VI. El Yo que llama, presa de la incredulidad o la osadía, pasa a la fase tres: vuelve a llamar y esta vez se da a conocer. Entonces, el otro Yo, comprensivamente, le confiesa que ya ha recibido muchas llamadas de ese tenor. El Yo que llama quisiera sentir que el Yo que responde se burla, puesto que todo Yo de estos tiempos tiene tendencia a creerse un mejor Yo que los otros, pero el tono de voz del Yo que responde es completamente honesto y creíble. Entonces, el Yo que llama se despide con amabilidad y sube a su auto en caso de que maneje, o pide al chofer que lo lleve en caso de que tenga chofer, o toma un taxi en caso de que tenga dinero, o hace dedo, en caso de estar en la banquina de una ruta que lo lleva a El Bolsón, o corre desesperadamente en caso de estar prostituyéndose a pocas cuadras de su casa, y llega con la ilusión de encontrar a ese Yo amable e íntimo en su domicilio.
VII. El Yo que llega pone la llave en la puerta y abre con una ansiedad trémula, valiente, desordenada, porque anhela ser recibido con un abrazo por ese otro Yo que está en su casa y se ha hecho audible.

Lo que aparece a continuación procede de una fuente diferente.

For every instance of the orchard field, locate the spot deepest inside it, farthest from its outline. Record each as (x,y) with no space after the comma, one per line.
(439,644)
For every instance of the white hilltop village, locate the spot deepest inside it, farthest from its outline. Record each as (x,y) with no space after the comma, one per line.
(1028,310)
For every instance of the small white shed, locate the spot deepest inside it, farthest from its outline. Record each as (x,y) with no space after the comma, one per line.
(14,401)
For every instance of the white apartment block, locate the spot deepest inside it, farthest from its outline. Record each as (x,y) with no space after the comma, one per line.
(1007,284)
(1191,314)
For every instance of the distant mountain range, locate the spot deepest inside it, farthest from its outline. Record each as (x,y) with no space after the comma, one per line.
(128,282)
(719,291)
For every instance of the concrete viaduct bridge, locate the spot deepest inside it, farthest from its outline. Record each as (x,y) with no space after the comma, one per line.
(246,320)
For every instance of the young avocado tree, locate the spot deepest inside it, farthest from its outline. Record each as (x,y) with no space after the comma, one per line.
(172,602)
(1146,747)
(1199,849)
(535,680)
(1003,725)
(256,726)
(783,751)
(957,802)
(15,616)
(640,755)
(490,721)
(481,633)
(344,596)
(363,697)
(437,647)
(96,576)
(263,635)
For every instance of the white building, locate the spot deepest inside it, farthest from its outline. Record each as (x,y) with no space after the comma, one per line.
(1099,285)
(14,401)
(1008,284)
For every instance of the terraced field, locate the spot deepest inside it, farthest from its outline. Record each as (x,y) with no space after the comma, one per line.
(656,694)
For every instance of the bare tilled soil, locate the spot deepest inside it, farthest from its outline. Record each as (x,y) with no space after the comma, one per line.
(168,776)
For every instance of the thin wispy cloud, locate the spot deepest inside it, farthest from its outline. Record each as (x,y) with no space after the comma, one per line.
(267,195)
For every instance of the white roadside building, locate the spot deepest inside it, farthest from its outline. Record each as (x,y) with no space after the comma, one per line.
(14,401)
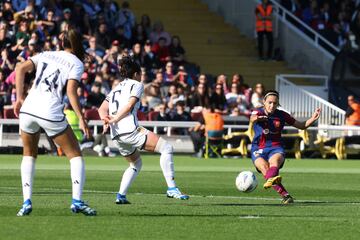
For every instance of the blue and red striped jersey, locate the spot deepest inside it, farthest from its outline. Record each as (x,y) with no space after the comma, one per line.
(268,132)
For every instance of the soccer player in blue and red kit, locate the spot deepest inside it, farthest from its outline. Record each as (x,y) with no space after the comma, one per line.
(267,152)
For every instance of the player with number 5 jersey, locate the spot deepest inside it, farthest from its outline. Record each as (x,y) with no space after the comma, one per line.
(267,152)
(57,73)
(119,112)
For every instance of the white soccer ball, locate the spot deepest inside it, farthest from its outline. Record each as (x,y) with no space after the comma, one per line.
(246,181)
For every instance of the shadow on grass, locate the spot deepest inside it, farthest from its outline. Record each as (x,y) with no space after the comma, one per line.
(302,203)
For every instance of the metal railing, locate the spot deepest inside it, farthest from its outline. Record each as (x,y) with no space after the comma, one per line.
(301,103)
(335,131)
(303,29)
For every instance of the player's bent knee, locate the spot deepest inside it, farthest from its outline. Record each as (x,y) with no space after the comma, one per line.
(164,146)
(136,165)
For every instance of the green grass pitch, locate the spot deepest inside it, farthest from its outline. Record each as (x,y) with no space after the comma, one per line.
(326,191)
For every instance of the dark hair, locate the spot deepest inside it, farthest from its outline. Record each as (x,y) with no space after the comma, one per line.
(73,40)
(271,93)
(128,67)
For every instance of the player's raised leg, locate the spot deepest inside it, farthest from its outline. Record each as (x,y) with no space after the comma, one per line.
(270,170)
(128,177)
(154,143)
(68,143)
(30,143)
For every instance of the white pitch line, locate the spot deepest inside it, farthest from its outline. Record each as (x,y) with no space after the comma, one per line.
(193,196)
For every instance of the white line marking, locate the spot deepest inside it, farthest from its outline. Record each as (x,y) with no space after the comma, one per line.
(193,196)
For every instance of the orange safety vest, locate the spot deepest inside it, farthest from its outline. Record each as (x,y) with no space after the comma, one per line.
(354,119)
(263,25)
(213,122)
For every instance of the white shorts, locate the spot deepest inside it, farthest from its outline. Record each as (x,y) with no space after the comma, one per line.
(128,143)
(32,124)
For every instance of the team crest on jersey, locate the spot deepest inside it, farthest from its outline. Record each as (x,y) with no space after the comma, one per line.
(276,123)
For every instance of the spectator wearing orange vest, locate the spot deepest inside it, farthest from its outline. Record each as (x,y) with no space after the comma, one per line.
(264,27)
(353,112)
(214,123)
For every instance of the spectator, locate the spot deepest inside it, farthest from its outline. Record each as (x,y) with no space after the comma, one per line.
(222,80)
(6,63)
(353,112)
(214,123)
(126,20)
(49,25)
(150,60)
(199,99)
(171,97)
(94,50)
(264,27)
(182,77)
(159,32)
(235,99)
(139,35)
(146,24)
(163,116)
(218,99)
(28,51)
(4,40)
(110,13)
(177,52)
(153,93)
(169,74)
(137,54)
(257,96)
(103,36)
(180,115)
(8,12)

VIII. Triste puede ser su ausencia, mucho más triste que inquietante. Pero esta gente, tan común como valiente, pasa a la fase siguiente (sea cual sea el número). Entonces, llama desde el teléfono fijo a su teléfono móvil pero no hay tono. El teléfono fijo no funciona. Y el Yo que no logra comunicarse comprende que ése que está sobre el mueble, no es como el resto de los teléfonos fijos. Ése ha dejado de ser un artefacto para convertirse en casa de Asterión. Una casa espiralada, sonora, llena o vacía de ondas. Y Asterión, sea por falta de pago, por penitencia o por arte poética, sólo puede recibir llamadas del Yo que llama, pero no puede emitirlas. Adviértase que no hay prueba más contundente para testificar la vacilación de lo existente.
IX. Pero, así como al comienzo he hecho una honesta confesión, aquí debo hacer una honesta advertencia: todo este episodio conviene sea sacado del aceitado circuito del mundo de las verdugas y los verdugos que dividen el mundo en real e irreal, porque lejos de comprender la epifanía, se preocuparán por hacer un llamado al 114, colapsado por los reclamos después de la tormenta. Una vez comprendido esto pasemos a la fase final:
X. Yo se pasa la vida buscando a Otro y Otro es Yo.